# Linear Regression

Linear regression is a foundational technique in statistics and machine learning that models the relationship between a dependent variable and one or more independent variables. It aims to find the best-fitting linear equation that predicts the dependent variable based on the independent variables. In this chapter, we will delve into the concepts of linear regression, its assumptions, mathematical representation, and different solution methods.

## Assumptions of Linear Regression

Before applying linear regression, it's important to consider its underlying assumptions:

1. **Linearity**: The relationship between independent variables and the dependent variable is assumed to be linear.

2. **Independence**: The residuals (differences between actual and predicted values) are independent of each other.

3. **Homoscedasticity**: The variance of the residuals is constant across all levels of the independent variables.

4. **Normality**: The residuals follow a normal distribution.

5. **No Multicollinearity**: The independent variables are not highly correlated with each other.

## Mathematical Formulation

Let's define the following terms for the mathematical formulation of linear regression:

- **X**: The matrix of independent variables (features), with an added column of ones for the intercept term.
- **y**: The vector of target values.
- **θ**: The vector of coefficients (weights) that we want to optimize.
- **n**: The number of data points.
- **m**: The number of features.

The extended linear regression equation can be written as:

$$
y = Xθ + ε
$$

where ε represents the error term.

## Direct Solution: Normal Equation

One way to find the optimal coefficients θ directly is by using the normal equation.
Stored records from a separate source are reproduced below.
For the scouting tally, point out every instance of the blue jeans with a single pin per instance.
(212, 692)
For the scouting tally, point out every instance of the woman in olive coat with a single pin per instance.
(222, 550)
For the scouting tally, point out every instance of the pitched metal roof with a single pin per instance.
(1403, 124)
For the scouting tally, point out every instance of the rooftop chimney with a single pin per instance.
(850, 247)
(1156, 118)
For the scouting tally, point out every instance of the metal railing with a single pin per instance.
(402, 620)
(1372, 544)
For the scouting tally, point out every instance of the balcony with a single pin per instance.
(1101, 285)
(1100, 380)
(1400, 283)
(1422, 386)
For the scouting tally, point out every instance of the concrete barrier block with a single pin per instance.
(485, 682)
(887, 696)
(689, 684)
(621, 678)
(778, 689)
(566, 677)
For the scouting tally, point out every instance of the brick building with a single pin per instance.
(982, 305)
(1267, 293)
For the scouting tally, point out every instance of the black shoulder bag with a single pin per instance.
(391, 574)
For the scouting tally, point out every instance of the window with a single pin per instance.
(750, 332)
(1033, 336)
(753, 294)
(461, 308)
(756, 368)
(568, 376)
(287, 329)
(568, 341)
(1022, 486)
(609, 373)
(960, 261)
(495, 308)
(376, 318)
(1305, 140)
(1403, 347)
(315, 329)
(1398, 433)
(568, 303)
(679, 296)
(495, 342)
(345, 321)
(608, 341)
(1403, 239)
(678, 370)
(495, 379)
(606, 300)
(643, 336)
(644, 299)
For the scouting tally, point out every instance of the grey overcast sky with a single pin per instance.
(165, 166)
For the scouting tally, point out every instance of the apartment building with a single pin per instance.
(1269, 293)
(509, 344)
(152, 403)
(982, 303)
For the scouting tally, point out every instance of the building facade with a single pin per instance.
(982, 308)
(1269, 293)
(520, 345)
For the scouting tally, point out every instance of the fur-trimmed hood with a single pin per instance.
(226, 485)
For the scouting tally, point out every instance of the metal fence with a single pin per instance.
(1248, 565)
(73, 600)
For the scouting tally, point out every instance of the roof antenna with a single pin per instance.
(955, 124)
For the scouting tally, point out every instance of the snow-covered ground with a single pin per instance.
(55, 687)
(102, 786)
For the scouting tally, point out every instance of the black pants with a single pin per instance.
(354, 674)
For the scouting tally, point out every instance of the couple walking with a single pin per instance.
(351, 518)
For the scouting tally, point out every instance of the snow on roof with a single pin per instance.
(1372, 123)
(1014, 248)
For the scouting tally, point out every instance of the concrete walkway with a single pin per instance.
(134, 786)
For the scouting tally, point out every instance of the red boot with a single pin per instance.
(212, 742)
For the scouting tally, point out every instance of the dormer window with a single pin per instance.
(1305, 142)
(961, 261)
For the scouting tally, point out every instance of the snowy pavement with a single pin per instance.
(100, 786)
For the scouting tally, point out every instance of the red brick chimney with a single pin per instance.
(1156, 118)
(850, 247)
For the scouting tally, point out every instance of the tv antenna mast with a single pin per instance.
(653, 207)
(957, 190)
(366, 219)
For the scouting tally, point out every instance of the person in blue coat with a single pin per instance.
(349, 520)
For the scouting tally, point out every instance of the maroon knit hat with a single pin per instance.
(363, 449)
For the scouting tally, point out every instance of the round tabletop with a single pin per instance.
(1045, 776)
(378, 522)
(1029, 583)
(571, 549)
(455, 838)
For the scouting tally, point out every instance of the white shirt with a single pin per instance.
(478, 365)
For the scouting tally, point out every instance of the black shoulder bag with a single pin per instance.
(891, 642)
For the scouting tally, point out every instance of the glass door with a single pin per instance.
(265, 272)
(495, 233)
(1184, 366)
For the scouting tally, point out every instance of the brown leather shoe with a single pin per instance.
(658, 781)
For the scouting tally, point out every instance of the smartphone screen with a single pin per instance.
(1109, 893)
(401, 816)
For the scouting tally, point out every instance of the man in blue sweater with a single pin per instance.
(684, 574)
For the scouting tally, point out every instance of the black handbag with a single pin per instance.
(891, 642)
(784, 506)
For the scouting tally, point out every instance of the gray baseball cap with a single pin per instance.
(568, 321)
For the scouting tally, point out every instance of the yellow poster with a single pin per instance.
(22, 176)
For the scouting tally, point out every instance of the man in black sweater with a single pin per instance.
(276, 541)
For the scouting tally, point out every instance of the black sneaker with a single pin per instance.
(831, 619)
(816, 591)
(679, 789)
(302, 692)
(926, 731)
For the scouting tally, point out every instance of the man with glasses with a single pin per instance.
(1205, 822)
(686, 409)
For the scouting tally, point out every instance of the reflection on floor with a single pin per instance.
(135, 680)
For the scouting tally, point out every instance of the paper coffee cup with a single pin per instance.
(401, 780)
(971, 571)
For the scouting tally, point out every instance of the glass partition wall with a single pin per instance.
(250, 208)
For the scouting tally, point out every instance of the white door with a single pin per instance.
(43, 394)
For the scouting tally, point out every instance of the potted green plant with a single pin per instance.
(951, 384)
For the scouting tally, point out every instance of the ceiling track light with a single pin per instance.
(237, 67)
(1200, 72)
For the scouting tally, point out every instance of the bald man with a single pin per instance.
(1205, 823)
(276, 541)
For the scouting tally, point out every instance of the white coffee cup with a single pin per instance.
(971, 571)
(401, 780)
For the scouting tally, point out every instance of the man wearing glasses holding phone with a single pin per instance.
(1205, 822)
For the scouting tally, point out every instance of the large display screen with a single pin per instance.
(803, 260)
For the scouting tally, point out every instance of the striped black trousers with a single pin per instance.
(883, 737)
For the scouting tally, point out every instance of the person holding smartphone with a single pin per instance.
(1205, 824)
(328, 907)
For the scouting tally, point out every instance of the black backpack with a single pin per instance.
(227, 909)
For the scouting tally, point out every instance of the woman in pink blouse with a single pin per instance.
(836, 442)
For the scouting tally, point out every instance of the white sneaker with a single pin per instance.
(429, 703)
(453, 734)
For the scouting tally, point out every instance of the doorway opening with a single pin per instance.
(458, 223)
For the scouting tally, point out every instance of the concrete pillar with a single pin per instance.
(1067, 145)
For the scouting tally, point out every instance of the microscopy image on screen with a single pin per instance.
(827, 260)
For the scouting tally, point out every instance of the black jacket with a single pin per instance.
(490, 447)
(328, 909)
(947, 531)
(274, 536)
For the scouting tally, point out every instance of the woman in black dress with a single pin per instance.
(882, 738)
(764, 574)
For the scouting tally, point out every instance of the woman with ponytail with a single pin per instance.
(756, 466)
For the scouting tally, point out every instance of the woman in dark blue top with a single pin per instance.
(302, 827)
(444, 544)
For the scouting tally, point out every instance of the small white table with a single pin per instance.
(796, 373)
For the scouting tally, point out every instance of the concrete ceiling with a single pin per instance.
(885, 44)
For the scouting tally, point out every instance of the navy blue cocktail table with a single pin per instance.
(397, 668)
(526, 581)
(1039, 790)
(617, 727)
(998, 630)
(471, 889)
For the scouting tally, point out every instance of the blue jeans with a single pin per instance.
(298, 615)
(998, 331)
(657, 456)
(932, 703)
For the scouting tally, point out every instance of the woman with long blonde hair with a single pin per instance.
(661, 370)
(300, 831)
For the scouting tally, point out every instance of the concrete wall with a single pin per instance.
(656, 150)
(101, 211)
The normal equation provides an analytical solution to the least squares problem, minimizing the sum of squared errors.

The normal equation is:

$$
θ = (X^TX)^{-1}X^Ty
$$

where:
- $\mathbf{X^T}$: The transpose of the feature matrix X.
- $\mathbf{y}$: The vector of target values.

The normal equation directly calculates the optimal values of θ that minimize the loss function.


## Loss Function

The goal of linear regression is to find the coefficients θ that minimize the difference between the predicted values (Xθ) and the actual target values (y). The most common loss function used is the Mean Squared Error (MSE):

$$
J(θ) = \frac{1}{2n} \sum_{i=1}^{n} (y_i -  \sum_{j=1}^{k}X_{i,j}θ_j)^2
$$

where n is the number of data points, and $X_i$ represents the i-th row of the feature matrix X.

## Gradient Descent for Linear Regression

Gradient Descent is an iterative optimization algorithm used to minimize the loss function. The gradient of the loss function with respect to the coefficients θ is computed, and θ is updated in the opposite direction of the gradient. The update rule is:

$$
θ := θ - α \nabla J(θ)
$$

where α is the learning rate.

The gradient of the loss function can be computed as:

$$
\nabla J(θ) =  X^T(Xθ - y)
$$


Linear regression serves as a powerful tool for modeling relationships between variables. By considering its assumptions and understanding various solution methods, such as gradient descent and the normal equation, we can apply linear regression effectively to various prediction tasks. Its simplicity, interpretability, and versatility make linear regression a cornerstone of both statistical analysis and machine learning.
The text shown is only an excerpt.